To chants of “Russia, rise up”, Khodorkovsky, who was jailed
for a decade under President Vladimir Putin, told the crowd the
Kremlin was lying to its own people by portraying the protesters
as “neo-fascists” bent on violence.
Wearing a simple dark anorak and jeans, he addressed the
crowd from a stage in Kyiv’s Independence Square, occupied by
protesters since November despite police trying to oust them
with force which resulted in about 100 deaths.
“I have been shown what the authorities did here. They did
this in agreement with the Russian authorities – more than 100
dead, more than 5,000 wounded,” Khodorkovsky told the crowd, who
waved back with Ukrainian flags.
“I’ve seen the plywood planks they used to stand up to the
bullets. It made me want to cry, it’s so awful,” he said, his
voice shaking with emotion.
The 50-year-old former executive, who fell out with Putin
more than a decade ago, said it was clear that the Kremlin
leader’s portrayal of the protesters as dangerous extremists,
drummed home by Russia’s state-controlled media, was false.
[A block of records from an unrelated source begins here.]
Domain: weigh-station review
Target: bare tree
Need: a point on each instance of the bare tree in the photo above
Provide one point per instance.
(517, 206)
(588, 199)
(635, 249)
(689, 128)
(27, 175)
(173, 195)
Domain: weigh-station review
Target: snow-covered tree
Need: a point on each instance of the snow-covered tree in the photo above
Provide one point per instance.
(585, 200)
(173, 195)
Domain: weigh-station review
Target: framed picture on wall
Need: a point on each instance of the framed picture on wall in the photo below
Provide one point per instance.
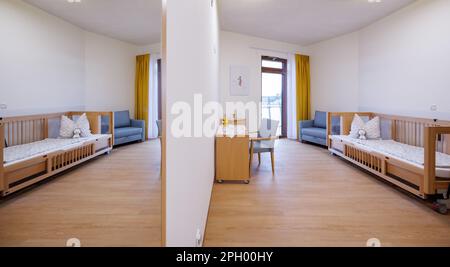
(239, 81)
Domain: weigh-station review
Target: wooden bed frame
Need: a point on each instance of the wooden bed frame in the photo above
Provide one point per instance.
(432, 135)
(28, 129)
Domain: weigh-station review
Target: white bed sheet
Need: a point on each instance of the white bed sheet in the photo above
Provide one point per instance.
(16, 154)
(403, 152)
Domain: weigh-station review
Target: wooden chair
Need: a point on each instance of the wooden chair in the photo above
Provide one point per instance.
(265, 142)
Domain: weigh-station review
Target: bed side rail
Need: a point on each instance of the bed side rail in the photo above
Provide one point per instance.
(2, 144)
(431, 136)
(346, 121)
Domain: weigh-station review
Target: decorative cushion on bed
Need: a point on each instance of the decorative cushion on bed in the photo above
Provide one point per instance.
(372, 128)
(68, 127)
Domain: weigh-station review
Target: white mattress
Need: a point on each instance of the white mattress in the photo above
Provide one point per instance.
(15, 154)
(403, 152)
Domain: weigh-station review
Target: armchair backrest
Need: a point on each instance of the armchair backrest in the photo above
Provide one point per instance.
(159, 125)
(268, 128)
(122, 119)
(320, 119)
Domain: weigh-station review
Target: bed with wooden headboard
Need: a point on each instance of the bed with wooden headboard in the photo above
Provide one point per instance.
(24, 131)
(431, 137)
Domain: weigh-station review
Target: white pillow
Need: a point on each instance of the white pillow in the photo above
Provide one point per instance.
(372, 128)
(68, 127)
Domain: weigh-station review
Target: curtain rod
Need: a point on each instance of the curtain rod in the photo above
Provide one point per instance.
(273, 50)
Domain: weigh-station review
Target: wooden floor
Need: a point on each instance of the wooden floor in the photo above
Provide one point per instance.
(114, 200)
(318, 200)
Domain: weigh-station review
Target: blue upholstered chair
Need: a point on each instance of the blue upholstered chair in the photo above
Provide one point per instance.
(127, 130)
(315, 131)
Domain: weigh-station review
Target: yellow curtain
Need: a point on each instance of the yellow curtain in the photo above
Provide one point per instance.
(141, 92)
(303, 87)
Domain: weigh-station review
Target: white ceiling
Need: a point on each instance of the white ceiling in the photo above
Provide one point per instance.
(303, 22)
(134, 21)
(300, 22)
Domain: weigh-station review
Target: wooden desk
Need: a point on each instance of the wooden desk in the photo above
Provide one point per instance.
(232, 154)
(233, 151)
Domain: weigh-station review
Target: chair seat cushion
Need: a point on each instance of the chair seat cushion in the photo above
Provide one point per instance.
(315, 132)
(126, 131)
(261, 147)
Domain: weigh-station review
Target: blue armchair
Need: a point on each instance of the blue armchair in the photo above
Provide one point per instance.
(127, 130)
(315, 131)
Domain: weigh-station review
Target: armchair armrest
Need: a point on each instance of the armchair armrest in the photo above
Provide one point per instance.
(304, 124)
(139, 124)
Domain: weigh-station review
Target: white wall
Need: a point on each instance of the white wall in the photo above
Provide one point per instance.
(41, 61)
(398, 65)
(334, 74)
(244, 50)
(110, 73)
(190, 68)
(405, 61)
(49, 65)
(152, 49)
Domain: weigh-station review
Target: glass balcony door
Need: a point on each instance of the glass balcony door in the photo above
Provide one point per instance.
(274, 83)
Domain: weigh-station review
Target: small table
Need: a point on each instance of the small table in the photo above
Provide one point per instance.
(255, 138)
(232, 153)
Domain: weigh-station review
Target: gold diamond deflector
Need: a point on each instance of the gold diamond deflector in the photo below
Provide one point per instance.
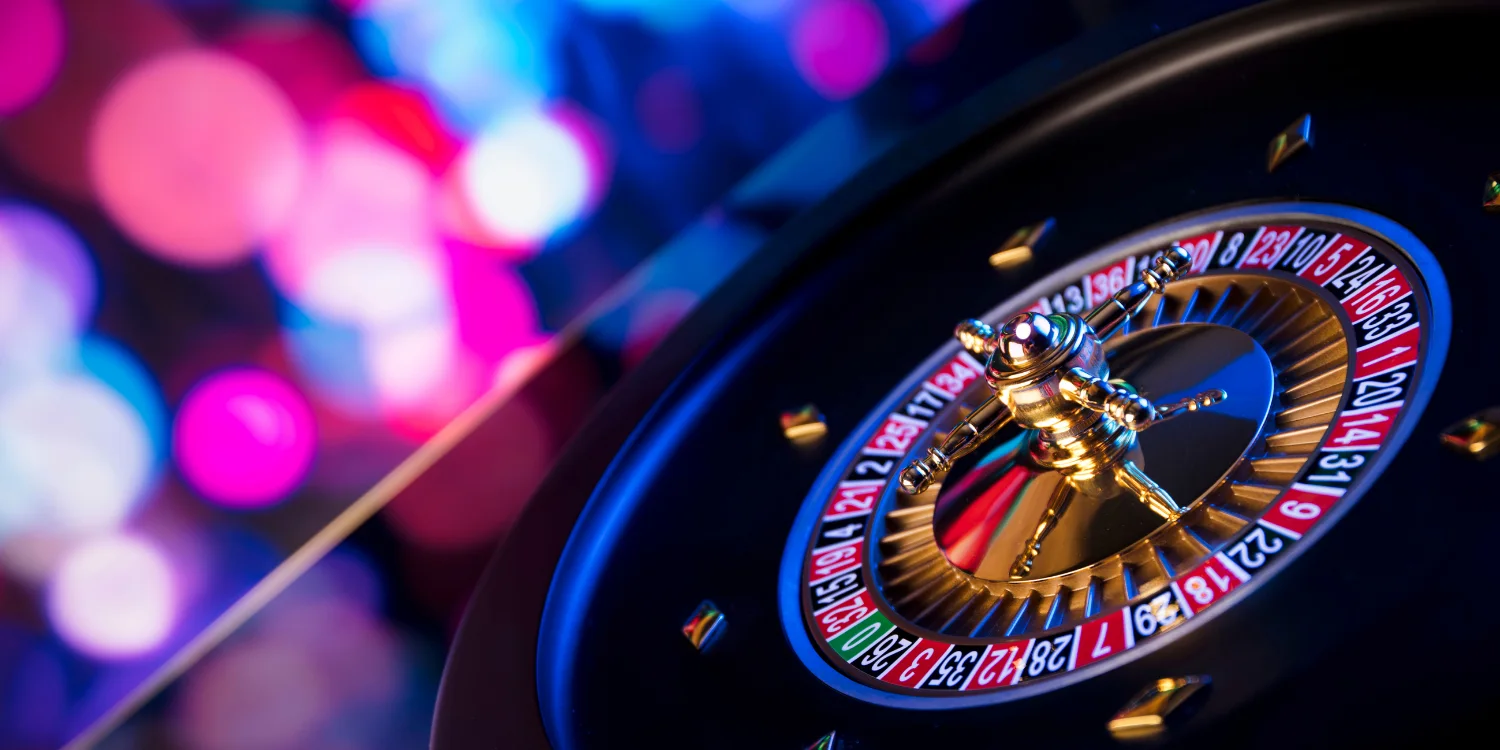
(1161, 702)
(803, 425)
(1268, 318)
(704, 626)
(1022, 245)
(1476, 437)
(1296, 137)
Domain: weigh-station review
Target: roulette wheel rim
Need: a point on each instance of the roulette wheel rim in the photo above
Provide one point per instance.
(503, 672)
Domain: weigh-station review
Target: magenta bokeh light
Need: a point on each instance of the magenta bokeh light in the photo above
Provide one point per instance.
(197, 155)
(30, 50)
(839, 45)
(114, 597)
(243, 438)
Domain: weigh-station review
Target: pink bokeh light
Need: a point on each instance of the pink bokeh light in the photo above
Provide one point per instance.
(839, 45)
(309, 62)
(197, 155)
(494, 305)
(114, 597)
(245, 438)
(402, 117)
(30, 50)
(45, 140)
(362, 198)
“Russian propaganda lies, as always. There are no fascists
or Nazis here, no more than on the streets on Moscow or St
Petersburg,” he said. “These are wonderful people who stood up
for their freedom.”
His remarks are likely to rile Putin because they undermine
the Kremlin leader’s position in a standoff with the United
States and the European Union over Crimea, the Ukrainian Black
Sea peninsula seized by Russian forces.
Putin’s justification for saying Russia has the right to
invade Ukraine if necessary is based on the premise that
Russians and Russian-speakers in the former Soviet republic are
threatened by “neo-fascists”.
Putin denies his country is a participant in the conflict in
Ukraine and denies Russia’s armed forces are involved in Crimea,
an assertion ridiculed in the West.
OFFER TO MEDIATE
Khodorkovsky arrived in Ukraine after offering to mediate in
the Crimea crisis, saying he was worried the country was on the
brink of civil war. He will deliver a lecture on Monday in Kyiv,
the capital, but there is no indication that anyone has taken up
his offer to mediate.
Although he was arrested at a time when corruption was
particularly rife in Russia, Khodorkovsky was widely regarded
abroad as a political prisoner after being arrested at gunpoint
in 2003 and convicted of theft and tax evasion in 2005.
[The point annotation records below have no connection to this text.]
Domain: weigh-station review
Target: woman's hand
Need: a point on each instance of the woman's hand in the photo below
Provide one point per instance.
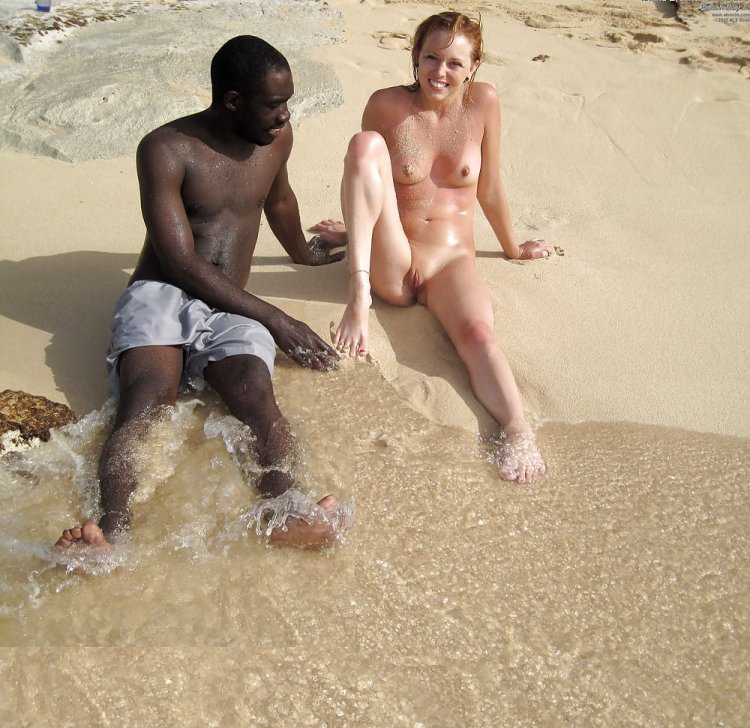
(536, 248)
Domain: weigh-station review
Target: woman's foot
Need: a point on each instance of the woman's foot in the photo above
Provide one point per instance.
(303, 534)
(351, 335)
(87, 535)
(520, 459)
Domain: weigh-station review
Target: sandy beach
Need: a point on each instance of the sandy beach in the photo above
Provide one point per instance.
(625, 143)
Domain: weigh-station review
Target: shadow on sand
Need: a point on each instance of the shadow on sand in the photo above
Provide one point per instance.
(71, 296)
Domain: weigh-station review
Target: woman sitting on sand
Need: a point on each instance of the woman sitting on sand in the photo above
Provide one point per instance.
(411, 177)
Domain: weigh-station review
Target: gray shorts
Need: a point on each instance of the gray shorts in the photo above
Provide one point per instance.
(152, 313)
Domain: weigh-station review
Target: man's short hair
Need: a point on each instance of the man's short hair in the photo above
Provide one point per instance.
(242, 65)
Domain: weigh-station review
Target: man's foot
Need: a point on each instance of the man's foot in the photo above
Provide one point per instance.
(87, 535)
(331, 230)
(520, 459)
(298, 532)
(351, 335)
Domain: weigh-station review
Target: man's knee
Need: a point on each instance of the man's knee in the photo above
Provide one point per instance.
(244, 383)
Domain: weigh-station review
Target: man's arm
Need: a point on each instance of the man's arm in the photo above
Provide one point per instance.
(161, 172)
(282, 213)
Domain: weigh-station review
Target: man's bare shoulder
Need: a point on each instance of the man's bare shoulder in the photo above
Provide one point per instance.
(175, 137)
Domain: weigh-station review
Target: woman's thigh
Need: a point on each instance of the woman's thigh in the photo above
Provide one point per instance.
(458, 298)
(368, 182)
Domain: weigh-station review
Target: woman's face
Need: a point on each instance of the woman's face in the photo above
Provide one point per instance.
(444, 67)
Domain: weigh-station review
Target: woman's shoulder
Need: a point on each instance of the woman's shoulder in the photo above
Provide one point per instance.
(483, 93)
(390, 95)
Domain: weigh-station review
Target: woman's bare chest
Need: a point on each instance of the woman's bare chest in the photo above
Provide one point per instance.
(447, 152)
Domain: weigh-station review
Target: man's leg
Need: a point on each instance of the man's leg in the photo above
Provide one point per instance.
(149, 378)
(244, 383)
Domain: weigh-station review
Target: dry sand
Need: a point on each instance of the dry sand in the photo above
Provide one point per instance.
(611, 594)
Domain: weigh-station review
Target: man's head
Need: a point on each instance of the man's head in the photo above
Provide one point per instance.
(242, 65)
(252, 82)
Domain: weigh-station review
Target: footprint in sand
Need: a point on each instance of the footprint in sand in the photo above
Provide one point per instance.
(392, 41)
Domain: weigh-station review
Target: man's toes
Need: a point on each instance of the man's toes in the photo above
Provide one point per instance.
(328, 502)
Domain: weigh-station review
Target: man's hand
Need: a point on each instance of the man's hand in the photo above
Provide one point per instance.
(332, 231)
(320, 251)
(301, 344)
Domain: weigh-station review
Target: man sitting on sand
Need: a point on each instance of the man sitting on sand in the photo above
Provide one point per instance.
(204, 180)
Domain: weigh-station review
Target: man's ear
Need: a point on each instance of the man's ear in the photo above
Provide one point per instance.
(232, 100)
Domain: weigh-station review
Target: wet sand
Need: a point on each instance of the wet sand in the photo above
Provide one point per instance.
(611, 593)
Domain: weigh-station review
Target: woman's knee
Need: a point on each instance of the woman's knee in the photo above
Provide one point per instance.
(475, 336)
(363, 147)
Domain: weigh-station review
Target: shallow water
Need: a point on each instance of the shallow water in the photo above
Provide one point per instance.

His oil company, Yukos, was broken up and sold off, mainly
into state hands. Eventually pardoned and freed by Putin in
December, he left the country immediately, saying he would not
get involved in politics.
His speech on Sunday, however, was highly political and
fiercely critical of Putin, with whom he fell out after defying
an order to wealthy businessmen to stay out of politics.
“I want you to know there is another Russia,” Khodorkovsky
told the crowd, which responded at the end of his speech by
chanting “Well done.”
“There are people who despite the arrests, despite the long
years they have spent in prison, go to anti-war demonstrations
in Moscow, people for whom friendship between the Russian and
Ukrainian people is stronger than their own freedom,” he said.